Its unrealistic despite deadlines, to expect to be productive for 8 or 9 or 12 hours of straight work. You just can’t. You feel stressed and exhausted when you hammer away at a keyboard all day, and the evidence is everywhere.

While it may sound counter intuitive, it turns out, the secret to retaining the highest level of productivity over the span of a workday is not working longer—but working smarter with frequent breaks.

In the morning I block 90 minute chunks of time on my calendar (I use Google Calendar) that I designate to specific tasks I’ve created the day before… say writing this blog and producing a newsletter. I try and get two 90 minute chunks in in the morning and 2 in the afternoon.

Instead of going flat out for 90 minutes straight, I use a timer that breaks work cycles into 25 minute chunks with five minute breaks in between. In between those 25 minutes of focused output (presumably at the computer) I jump up and do push ups, hit the bathroom, grab a glass of water or get in a few downward dogs. I use the timer from the Focus Booster app which is free.

Schedule Breaks

When I set up my calendar and todos for the day, I also block out my breaks. This ensures that I take one. I use my break as a full on reset. Being a mom I don’t get much free time in the morning to exercise before the family wakes up. I’m lucky if I get to meditate before my daughter demands attention.

14237614_10153870963207338_8535089541251454241_nInstead of going to the gym, I take advantage of living close to nature. I grab my dog Hank and hit the trails with him for a hike, or run, or bike ride. In the winter I squeeze in a few runs at the ski hill at least once a week. I usually schedule myself for a 90 minute break but if things are pressing or I have deadlines, I shorten it to 45.

I pick getting outside over going to the gym for a few reasons, the first is, it’s convenient. I literally can walk out the door and be on a mountain trail within five minutes. I also find being in nature is a huge reset for me. I’m a committed lifestyle junkie who has chosen to live in a fairly isolated town in the mountains of British Columbia for the opportunities it provides so I take advantage of those opportunities as much as possible.

In addition to getting recharged I get some of my best creative breakthroughs out there on the trails. After a burst of exercise and fresh air, I’m ready to get back to business and do another round of focused work sessions.
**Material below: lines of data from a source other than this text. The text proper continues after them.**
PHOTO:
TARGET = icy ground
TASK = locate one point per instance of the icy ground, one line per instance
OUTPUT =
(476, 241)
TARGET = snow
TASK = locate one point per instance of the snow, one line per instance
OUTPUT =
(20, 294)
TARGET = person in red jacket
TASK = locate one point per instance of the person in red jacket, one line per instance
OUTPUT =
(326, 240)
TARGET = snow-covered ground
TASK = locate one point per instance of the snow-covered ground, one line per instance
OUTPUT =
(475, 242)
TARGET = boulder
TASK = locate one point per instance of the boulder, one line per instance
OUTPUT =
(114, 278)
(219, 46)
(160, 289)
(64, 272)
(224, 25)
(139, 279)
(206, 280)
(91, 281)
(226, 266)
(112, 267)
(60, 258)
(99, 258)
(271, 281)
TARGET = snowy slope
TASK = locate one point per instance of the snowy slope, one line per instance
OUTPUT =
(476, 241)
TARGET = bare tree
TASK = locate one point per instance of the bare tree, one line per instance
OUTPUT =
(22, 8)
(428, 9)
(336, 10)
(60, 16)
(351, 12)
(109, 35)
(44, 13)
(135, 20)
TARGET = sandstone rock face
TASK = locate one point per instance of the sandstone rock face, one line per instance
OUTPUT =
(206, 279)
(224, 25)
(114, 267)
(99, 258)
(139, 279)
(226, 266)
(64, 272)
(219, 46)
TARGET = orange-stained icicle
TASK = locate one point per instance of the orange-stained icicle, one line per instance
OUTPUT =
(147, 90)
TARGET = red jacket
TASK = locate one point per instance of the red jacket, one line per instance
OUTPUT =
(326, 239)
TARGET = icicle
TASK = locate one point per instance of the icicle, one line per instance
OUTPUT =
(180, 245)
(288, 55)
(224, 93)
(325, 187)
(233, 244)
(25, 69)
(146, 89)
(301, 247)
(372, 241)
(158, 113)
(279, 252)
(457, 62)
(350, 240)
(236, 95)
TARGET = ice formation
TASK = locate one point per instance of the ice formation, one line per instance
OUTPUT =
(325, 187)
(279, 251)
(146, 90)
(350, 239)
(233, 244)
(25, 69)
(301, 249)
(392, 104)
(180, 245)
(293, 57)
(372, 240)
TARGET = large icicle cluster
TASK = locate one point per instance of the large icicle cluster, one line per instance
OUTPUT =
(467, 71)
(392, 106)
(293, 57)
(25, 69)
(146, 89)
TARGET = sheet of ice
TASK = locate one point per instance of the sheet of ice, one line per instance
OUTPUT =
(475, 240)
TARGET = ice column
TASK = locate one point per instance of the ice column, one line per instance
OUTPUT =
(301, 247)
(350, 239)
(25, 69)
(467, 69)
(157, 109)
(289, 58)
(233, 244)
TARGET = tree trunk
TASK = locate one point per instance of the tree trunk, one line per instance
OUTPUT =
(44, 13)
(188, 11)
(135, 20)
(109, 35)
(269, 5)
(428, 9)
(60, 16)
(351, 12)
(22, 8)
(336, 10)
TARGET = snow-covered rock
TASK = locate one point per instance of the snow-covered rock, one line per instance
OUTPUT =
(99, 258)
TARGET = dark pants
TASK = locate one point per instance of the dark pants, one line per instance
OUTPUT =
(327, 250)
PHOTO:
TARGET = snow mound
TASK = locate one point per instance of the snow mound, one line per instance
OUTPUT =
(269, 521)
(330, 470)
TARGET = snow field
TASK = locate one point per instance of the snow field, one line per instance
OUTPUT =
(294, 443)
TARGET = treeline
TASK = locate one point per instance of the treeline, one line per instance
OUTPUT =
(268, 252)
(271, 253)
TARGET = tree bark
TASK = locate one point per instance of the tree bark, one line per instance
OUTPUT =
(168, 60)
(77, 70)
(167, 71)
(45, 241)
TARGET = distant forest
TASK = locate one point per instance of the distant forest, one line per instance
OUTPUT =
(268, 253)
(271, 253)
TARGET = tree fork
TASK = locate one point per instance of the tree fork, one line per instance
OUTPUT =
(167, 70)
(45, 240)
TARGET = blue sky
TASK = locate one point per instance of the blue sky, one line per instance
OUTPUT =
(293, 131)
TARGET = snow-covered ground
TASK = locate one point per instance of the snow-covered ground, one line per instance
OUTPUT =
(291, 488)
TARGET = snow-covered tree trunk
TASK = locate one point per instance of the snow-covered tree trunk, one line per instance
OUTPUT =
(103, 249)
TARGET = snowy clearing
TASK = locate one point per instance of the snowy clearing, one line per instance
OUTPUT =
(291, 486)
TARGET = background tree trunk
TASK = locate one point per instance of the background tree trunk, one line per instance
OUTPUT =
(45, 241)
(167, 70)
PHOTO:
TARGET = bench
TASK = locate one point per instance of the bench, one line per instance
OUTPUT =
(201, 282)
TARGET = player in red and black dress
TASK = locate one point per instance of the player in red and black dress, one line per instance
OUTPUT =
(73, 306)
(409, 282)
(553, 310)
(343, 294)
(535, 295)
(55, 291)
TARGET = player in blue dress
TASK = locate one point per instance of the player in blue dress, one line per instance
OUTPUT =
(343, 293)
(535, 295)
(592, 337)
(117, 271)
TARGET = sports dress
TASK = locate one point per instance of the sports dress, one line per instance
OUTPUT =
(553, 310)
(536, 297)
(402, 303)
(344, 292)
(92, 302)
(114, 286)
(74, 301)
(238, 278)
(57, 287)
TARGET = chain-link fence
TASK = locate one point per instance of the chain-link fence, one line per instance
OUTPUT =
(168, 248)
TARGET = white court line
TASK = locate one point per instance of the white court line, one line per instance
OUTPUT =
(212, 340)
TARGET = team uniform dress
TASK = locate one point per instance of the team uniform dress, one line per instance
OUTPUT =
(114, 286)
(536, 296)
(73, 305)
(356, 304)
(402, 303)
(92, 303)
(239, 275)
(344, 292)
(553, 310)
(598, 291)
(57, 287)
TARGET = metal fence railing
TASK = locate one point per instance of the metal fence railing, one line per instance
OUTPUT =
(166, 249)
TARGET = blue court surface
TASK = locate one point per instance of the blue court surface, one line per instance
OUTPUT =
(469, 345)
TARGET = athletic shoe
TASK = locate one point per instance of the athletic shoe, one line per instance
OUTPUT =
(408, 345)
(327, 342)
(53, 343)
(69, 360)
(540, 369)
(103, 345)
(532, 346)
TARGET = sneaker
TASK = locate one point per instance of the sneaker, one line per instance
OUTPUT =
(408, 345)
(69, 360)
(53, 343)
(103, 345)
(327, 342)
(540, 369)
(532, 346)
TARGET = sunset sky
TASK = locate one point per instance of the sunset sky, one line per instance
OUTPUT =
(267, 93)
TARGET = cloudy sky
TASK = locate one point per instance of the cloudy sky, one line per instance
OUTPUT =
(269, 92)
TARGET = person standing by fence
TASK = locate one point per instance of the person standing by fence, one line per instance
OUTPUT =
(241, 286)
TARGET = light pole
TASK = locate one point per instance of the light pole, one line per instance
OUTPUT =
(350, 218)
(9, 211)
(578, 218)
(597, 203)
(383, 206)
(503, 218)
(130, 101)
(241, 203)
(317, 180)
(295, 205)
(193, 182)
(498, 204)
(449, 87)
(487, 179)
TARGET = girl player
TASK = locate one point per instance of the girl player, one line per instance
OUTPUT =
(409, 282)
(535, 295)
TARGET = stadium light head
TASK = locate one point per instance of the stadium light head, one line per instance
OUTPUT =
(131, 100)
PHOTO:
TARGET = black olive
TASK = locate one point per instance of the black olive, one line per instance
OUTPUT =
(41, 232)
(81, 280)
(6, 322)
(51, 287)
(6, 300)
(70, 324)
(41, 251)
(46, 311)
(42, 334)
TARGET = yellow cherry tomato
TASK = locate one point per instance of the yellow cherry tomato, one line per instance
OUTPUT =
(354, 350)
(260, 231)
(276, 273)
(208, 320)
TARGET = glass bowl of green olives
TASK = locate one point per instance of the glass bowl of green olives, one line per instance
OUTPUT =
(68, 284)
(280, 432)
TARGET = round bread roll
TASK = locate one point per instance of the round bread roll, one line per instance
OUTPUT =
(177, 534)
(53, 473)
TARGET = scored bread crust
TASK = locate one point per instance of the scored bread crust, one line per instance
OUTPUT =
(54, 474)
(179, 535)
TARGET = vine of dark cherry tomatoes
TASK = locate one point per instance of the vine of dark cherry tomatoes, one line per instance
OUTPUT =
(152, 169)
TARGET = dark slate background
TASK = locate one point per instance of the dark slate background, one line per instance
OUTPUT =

Connect with Your Community

Isolation for an entrepreneur is real and it’s hard. It can be much more acute for moms who are juggling their businesses and babies with little to no time for friend visits, coffee dates or strolls through the park. That’s when finding an accountability partner can really help. I’ve seen it’s effectiveness time and time again.

Accountability works on two levels. First it gives you someone to show up for who’s expecting to see results. But it also allows you to be seen and validated for the challenges you’re facing and the work you do while assuaging the loneliness and isolation. This is especially important on those hard days where nothing is working and you feel completely unmotivated. Something as simple as co-working at a coffee shop or even sharing an online office space on Zoom will build a sense of connectedness which as humans, we require in order to thrive.

Accountability and community are driving forces behind Masterminds. I’ve never witnessed this kind of shift and accelerated growth anywhere else as I have in these sessions. Which is why I began to run Masterminds for business support and strategies for mompreneurs.

Structure makes me feel like I can’t breathe, but these hacks vastly improve the quality and quantity of work I do while preventing me from burning out. It also ensures that I take Fridays off and spend a good chunk of time connecting with my daughter, friends and family doing the things we love best, which for me is the ultimate benefit in entrepreneurship.